I was busy today with one SQL server 2000. Problem was constant 100% CPU usage for long period several hours.
In normal situation customers schedules data for processing with maximum of 500-700k records in queue table with maximum CPU usage of 25-30%. Today queue went above 1M records. SQL server is hosted on dedicated high end class piece of hardware, with previous hardware and software performance tweaks. Good resource http://www.sql-server-performance.com/tips/all_main.aspx
Recently we have changed some part of the code so I decided to check what went wrong.
One thing I have noticed is many active connection (above 500).
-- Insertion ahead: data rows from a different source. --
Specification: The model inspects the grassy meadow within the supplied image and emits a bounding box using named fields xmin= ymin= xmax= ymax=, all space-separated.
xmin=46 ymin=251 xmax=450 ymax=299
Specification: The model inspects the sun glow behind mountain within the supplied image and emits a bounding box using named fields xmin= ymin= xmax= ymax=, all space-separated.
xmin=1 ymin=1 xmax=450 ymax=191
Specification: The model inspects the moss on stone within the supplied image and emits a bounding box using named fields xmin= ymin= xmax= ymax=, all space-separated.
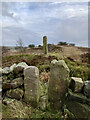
xmin=66 ymin=100 xmax=90 ymax=119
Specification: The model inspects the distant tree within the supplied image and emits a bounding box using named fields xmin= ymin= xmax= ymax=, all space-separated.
xmin=58 ymin=42 xmax=68 ymax=45
xmin=69 ymin=43 xmax=75 ymax=46
xmin=38 ymin=45 xmax=42 ymax=47
xmin=16 ymin=38 xmax=25 ymax=52
xmin=28 ymin=44 xmax=35 ymax=48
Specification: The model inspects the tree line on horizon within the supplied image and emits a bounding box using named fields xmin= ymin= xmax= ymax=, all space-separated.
xmin=28 ymin=42 xmax=75 ymax=48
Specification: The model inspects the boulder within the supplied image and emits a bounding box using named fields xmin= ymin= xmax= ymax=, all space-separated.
xmin=24 ymin=66 xmax=40 ymax=107
xmin=2 ymin=77 xmax=24 ymax=90
xmin=2 ymin=75 xmax=8 ymax=82
xmin=0 ymin=88 xmax=2 ymax=100
xmin=83 ymin=81 xmax=90 ymax=98
xmin=2 ymin=67 xmax=10 ymax=75
xmin=11 ymin=77 xmax=24 ymax=89
xmin=69 ymin=77 xmax=83 ymax=92
xmin=0 ymin=77 xmax=2 ymax=85
xmin=48 ymin=60 xmax=70 ymax=110
xmin=66 ymin=101 xmax=90 ymax=119
xmin=10 ymin=63 xmax=17 ymax=72
xmin=6 ymin=88 xmax=24 ymax=100
xmin=0 ymin=68 xmax=2 ymax=77
xmin=2 ymin=97 xmax=15 ymax=105
xmin=2 ymin=82 xmax=11 ymax=90
xmin=14 ymin=62 xmax=28 ymax=74
xmin=39 ymin=96 xmax=47 ymax=111
xmin=68 ymin=89 xmax=90 ymax=105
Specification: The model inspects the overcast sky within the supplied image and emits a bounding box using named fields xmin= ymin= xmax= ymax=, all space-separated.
xmin=2 ymin=1 xmax=88 ymax=47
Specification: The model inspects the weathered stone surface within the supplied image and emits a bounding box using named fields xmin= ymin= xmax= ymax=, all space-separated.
xmin=10 ymin=63 xmax=17 ymax=72
xmin=6 ymin=88 xmax=24 ymax=100
xmin=40 ymin=96 xmax=47 ymax=111
xmin=66 ymin=101 xmax=90 ymax=119
xmin=24 ymin=66 xmax=40 ymax=107
xmin=2 ymin=82 xmax=11 ymax=90
xmin=14 ymin=62 xmax=28 ymax=74
xmin=11 ymin=77 xmax=24 ymax=89
xmin=0 ymin=77 xmax=1 ymax=81
xmin=83 ymin=81 xmax=90 ymax=98
xmin=68 ymin=89 xmax=90 ymax=105
xmin=0 ymin=84 xmax=1 ymax=100
xmin=0 ymin=68 xmax=2 ymax=77
xmin=3 ymin=77 xmax=24 ymax=90
xmin=48 ymin=60 xmax=70 ymax=110
xmin=0 ymin=88 xmax=2 ymax=100
xmin=69 ymin=77 xmax=83 ymax=93
xmin=43 ymin=36 xmax=48 ymax=54
xmin=2 ymin=67 xmax=10 ymax=74
xmin=2 ymin=97 xmax=15 ymax=105
xmin=2 ymin=75 xmax=8 ymax=82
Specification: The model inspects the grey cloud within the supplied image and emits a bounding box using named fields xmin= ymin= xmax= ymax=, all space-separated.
xmin=2 ymin=2 xmax=88 ymax=47
xmin=2 ymin=26 xmax=42 ymax=46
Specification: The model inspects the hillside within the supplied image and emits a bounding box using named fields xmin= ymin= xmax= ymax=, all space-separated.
xmin=2 ymin=45 xmax=89 ymax=67
xmin=1 ymin=45 xmax=90 ymax=119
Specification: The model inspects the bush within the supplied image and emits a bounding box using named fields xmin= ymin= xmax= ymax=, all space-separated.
xmin=58 ymin=42 xmax=68 ymax=45
xmin=38 ymin=45 xmax=42 ymax=47
xmin=69 ymin=43 xmax=75 ymax=46
xmin=64 ymin=58 xmax=89 ymax=81
xmin=28 ymin=44 xmax=35 ymax=48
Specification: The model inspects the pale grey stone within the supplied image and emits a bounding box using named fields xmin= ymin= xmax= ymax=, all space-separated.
xmin=2 ymin=67 xmax=10 ymax=74
xmin=69 ymin=77 xmax=83 ymax=93
xmin=83 ymin=81 xmax=90 ymax=98
xmin=3 ymin=77 xmax=23 ymax=90
xmin=2 ymin=75 xmax=8 ymax=82
xmin=10 ymin=63 xmax=17 ymax=72
xmin=24 ymin=66 xmax=40 ymax=107
xmin=48 ymin=59 xmax=70 ymax=110
xmin=2 ymin=97 xmax=15 ymax=105
xmin=0 ymin=76 xmax=1 ymax=86
xmin=14 ymin=62 xmax=28 ymax=74
xmin=40 ymin=96 xmax=47 ymax=111
xmin=11 ymin=77 xmax=24 ymax=89
xmin=0 ymin=68 xmax=2 ymax=77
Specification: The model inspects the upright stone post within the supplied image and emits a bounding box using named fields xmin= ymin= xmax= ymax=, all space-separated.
xmin=24 ymin=66 xmax=40 ymax=107
xmin=43 ymin=36 xmax=48 ymax=54
xmin=48 ymin=60 xmax=70 ymax=110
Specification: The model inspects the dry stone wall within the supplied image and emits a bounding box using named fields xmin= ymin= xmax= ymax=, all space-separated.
xmin=1 ymin=60 xmax=90 ymax=113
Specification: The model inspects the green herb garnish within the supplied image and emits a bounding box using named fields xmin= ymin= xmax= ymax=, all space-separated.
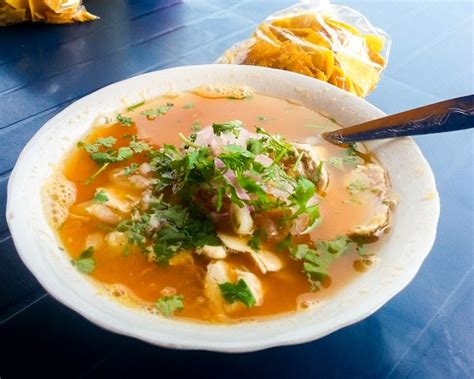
xmin=219 ymin=279 xmax=256 ymax=308
xmin=191 ymin=120 xmax=201 ymax=132
xmin=123 ymin=163 xmax=139 ymax=176
xmin=155 ymin=295 xmax=184 ymax=317
xmin=248 ymin=230 xmax=262 ymax=251
xmin=93 ymin=190 xmax=108 ymax=203
xmin=141 ymin=103 xmax=174 ymax=119
xmin=71 ymin=246 xmax=96 ymax=274
xmin=347 ymin=180 xmax=369 ymax=194
xmin=116 ymin=114 xmax=133 ymax=127
xmin=212 ymin=120 xmax=242 ymax=136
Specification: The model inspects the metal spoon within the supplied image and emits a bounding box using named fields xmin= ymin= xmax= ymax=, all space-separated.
xmin=322 ymin=94 xmax=474 ymax=144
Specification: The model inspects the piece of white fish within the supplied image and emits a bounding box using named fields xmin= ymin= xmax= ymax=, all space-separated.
xmin=218 ymin=233 xmax=283 ymax=274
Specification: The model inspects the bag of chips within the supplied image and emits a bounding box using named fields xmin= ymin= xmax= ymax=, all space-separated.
xmin=216 ymin=0 xmax=390 ymax=97
xmin=0 ymin=0 xmax=97 ymax=26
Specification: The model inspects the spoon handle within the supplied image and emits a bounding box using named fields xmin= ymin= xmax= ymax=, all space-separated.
xmin=322 ymin=94 xmax=474 ymax=144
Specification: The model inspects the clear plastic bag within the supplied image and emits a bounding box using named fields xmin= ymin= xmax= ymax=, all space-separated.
xmin=0 ymin=0 xmax=97 ymax=26
xmin=216 ymin=0 xmax=391 ymax=97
It was normal behavior, clients were busy today ;-).
I turned on the performance monitor which already has performance counter profile for monitoring which includes following:
- % Disk Time
- Current Disk Queue Lenght
- Disk Reads/sec
- Disk Writes/sec
- % Processor time
- Batch Requests/sec
- SQL Compilations/sec
- SQL Re-Compilations/sec
- Context Switches/sec
All values were in normal ranges except % Processor time (98-100) and Context Switches/sec (>8000).
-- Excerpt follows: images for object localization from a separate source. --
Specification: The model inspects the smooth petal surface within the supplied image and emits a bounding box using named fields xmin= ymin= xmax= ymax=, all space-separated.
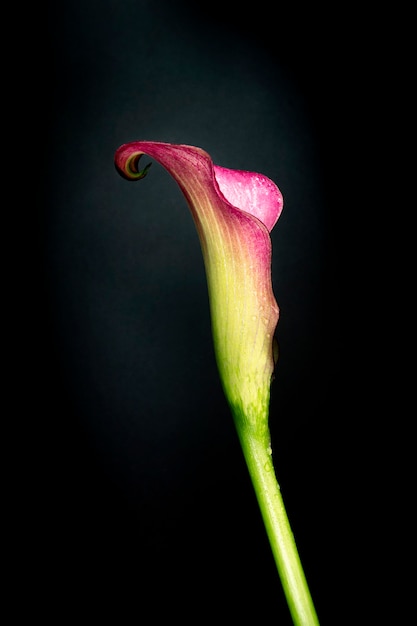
xmin=114 ymin=141 xmax=283 ymax=428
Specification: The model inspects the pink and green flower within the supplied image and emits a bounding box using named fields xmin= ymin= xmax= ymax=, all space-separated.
xmin=114 ymin=141 xmax=319 ymax=625
xmin=114 ymin=141 xmax=283 ymax=432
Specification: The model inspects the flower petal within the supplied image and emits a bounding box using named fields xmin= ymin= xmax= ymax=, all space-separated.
xmin=213 ymin=165 xmax=282 ymax=232
xmin=114 ymin=141 xmax=283 ymax=427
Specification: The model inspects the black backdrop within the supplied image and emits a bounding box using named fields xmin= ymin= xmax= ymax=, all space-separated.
xmin=25 ymin=1 xmax=352 ymax=623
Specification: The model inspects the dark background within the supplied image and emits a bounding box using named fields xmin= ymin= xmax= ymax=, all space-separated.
xmin=19 ymin=1 xmax=366 ymax=622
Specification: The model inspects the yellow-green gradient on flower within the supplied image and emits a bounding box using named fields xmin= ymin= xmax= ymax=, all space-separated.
xmin=114 ymin=141 xmax=283 ymax=431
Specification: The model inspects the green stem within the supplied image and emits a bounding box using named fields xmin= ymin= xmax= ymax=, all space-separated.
xmin=236 ymin=423 xmax=320 ymax=626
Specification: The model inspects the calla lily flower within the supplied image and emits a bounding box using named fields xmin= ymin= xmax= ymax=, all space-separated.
xmin=114 ymin=141 xmax=283 ymax=432
xmin=114 ymin=141 xmax=320 ymax=626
I have checked general hardware health, RAID, HDD fragmentation, memory usage etc.. but everything was just fine.
Then I got idea to turn on Fiber mode (also called Lightweight pooling) for test, how it will react but I could recall that this option was tested before and that we had all kind of problems with SQL server. One of the problems was that sometimes SQL server did not wanted to start at all! Last thing you could see in SQL Server Log is this line:
"Recovery is checkpointing database ...."
After turning off the fiber mode SQL server would start properly.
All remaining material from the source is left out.